An understanding of the concept of one spatial pattern is crucial to achieving this standard. A description of a spatial pattern can include annotations on a world map which illustrates the pattern on a global scale. Drawing a map to illustrate the pattern is not a requirement of this standard.

Students need to be familiar with the appropriate geographic terminology used to identify spatial patterns, such as concentration, random, dispersed, linear etc. 

Spatial patterns are frequently confused with location, for example:

  • Earthquakes form linear patterns which follow plate boundaries…’. This statement uses an appropriate recognised term to describe the pattern.
  • Coffee is produced between the latitudes 25° north and 25° south of the Equator…’. This statement provides location, but does not identify a pattern.

Factors/process that cause or contribute to the pattern

This aspect of the standard continues the focus on the spatial pattern. An issue arises when a spatial pattern has not been clearly or accurately identified and described by the student.

A causal relationship between the factors and/or processes and the identified spatial pattern must be explicit in the description.
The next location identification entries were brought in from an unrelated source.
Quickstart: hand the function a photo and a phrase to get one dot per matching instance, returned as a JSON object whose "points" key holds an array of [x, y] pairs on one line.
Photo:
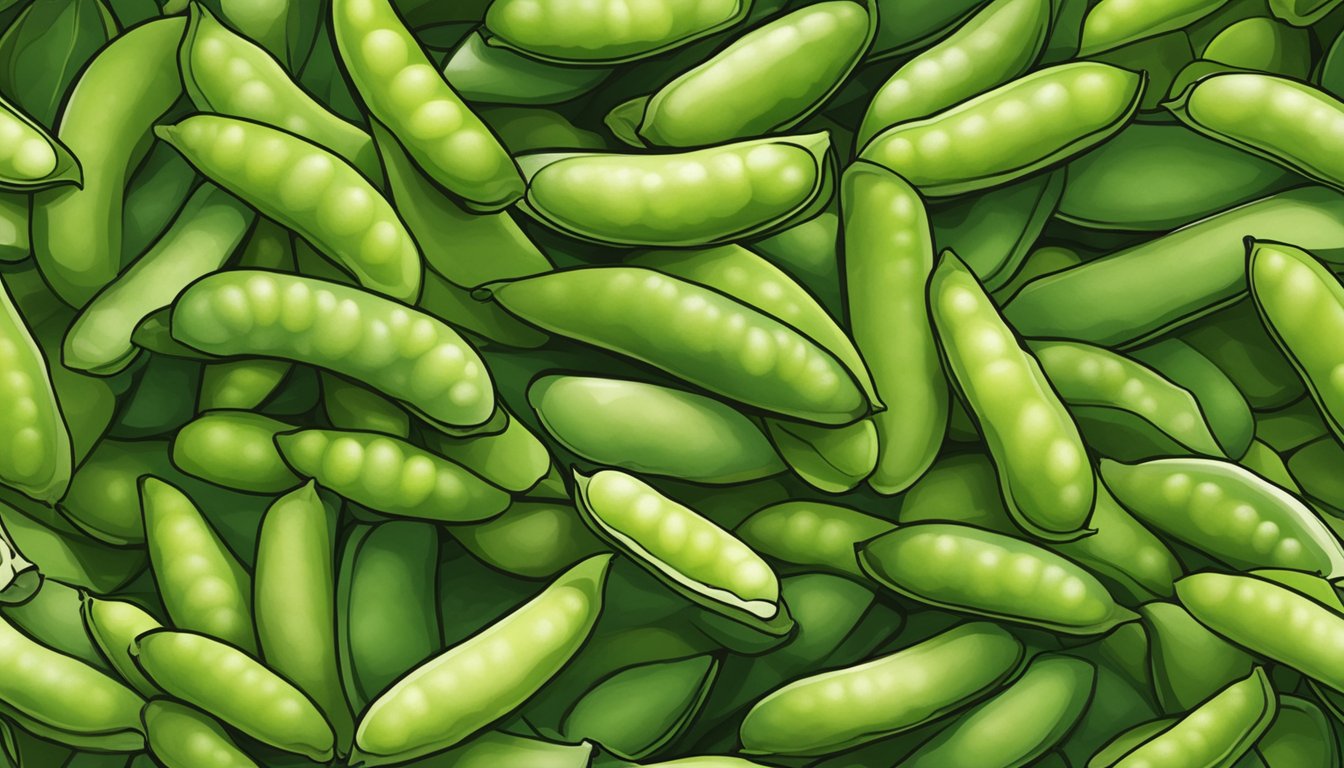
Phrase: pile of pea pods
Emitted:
{"points": [[682, 384]]}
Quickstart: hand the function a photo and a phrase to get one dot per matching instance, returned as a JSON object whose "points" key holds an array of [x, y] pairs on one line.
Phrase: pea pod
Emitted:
{"points": [[962, 568], [1015, 405], [487, 677]]}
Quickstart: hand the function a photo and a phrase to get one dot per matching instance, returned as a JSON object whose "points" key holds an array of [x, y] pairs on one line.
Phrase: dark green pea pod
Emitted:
{"points": [[831, 712], [1113, 301], [1188, 662], [691, 554], [962, 568], [684, 199], [766, 81], [639, 710], [592, 36]]}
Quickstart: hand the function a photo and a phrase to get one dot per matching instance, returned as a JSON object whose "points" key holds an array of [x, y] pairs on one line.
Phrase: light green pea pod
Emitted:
{"points": [[887, 256], [202, 583], [405, 92], [1227, 513], [766, 81], [1086, 104], [295, 601], [114, 624], [200, 240], [239, 385], [831, 712], [390, 475], [38, 456], [77, 230], [684, 199], [311, 191], [1300, 301], [226, 73], [32, 159], [1188, 662], [1089, 375], [393, 349], [386, 608], [237, 689], [487, 677], [1019, 724], [235, 449], [640, 710], [605, 32], [687, 552], [723, 346], [1216, 733], [812, 534], [996, 45], [962, 568], [1019, 412], [65, 700], [1270, 620], [182, 736], [1113, 23]]}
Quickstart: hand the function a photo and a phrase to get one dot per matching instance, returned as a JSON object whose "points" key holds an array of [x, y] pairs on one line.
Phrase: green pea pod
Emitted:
{"points": [[405, 92], [1218, 732], [605, 32], [200, 581], [38, 455], [1005, 389], [964, 568], [1087, 104], [1188, 662], [309, 190], [996, 45], [485, 677], [770, 366], [1019, 724], [831, 712], [684, 199], [237, 689], [77, 230], [226, 73], [182, 736], [393, 349], [390, 475]]}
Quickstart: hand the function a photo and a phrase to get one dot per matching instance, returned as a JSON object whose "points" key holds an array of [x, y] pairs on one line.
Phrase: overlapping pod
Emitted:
{"points": [[226, 73], [690, 553], [393, 349], [1018, 410], [652, 429], [390, 475], [721, 344], [484, 678], [694, 198], [1036, 120], [309, 190], [835, 710], [887, 258], [405, 92], [605, 32], [962, 568], [766, 81]]}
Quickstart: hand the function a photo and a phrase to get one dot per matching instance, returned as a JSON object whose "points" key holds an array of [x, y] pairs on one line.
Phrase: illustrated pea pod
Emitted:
{"points": [[485, 677], [694, 198], [1015, 405], [831, 712], [730, 349], [393, 349], [964, 568], [944, 155]]}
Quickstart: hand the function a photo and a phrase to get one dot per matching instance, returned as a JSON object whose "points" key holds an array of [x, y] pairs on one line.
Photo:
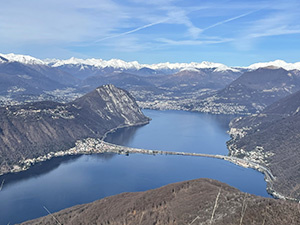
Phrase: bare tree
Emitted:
{"points": [[216, 205]]}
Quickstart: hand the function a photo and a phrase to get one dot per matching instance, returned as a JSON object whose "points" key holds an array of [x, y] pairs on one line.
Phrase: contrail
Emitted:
{"points": [[132, 31], [1, 186], [231, 19]]}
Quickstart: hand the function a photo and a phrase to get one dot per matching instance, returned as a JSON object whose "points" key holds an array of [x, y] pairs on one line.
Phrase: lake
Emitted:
{"points": [[66, 181]]}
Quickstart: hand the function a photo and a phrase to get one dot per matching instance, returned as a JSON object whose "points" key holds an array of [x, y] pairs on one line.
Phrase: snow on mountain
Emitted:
{"points": [[276, 63], [26, 59], [2, 59], [120, 64]]}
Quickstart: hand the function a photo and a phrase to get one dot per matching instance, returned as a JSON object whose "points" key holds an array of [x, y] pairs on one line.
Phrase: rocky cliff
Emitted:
{"points": [[35, 129], [202, 201]]}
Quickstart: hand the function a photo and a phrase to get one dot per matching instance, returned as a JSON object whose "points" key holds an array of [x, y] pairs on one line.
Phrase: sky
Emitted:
{"points": [[232, 32]]}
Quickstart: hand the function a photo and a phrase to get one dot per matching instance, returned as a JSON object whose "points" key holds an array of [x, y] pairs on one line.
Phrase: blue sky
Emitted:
{"points": [[236, 33]]}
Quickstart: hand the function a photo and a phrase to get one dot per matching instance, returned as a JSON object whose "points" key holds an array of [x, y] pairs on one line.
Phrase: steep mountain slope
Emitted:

A description of factors and/or processes relating to the topic is insufficient to meet the requirements of 91013.

A list of appropriate factors/processes can be provided for students.

Significance of the topic to people’s lives

This aspect involves describing the impact of the topic on the lives of people. For example, the 2010 earthquake in Port au Prince destroyed 188383 homes, forcing many people to live in camps where poor sanitation and lack of clean water was common. Losing their home meant that many people’s lives were affected - they became vulnerable to outbreaks of cholera and other health issues.

It is important that the resource material illustrates impacts on people’s lives rather than emphasising the wider social, economic, or environmental issues associated with the topic.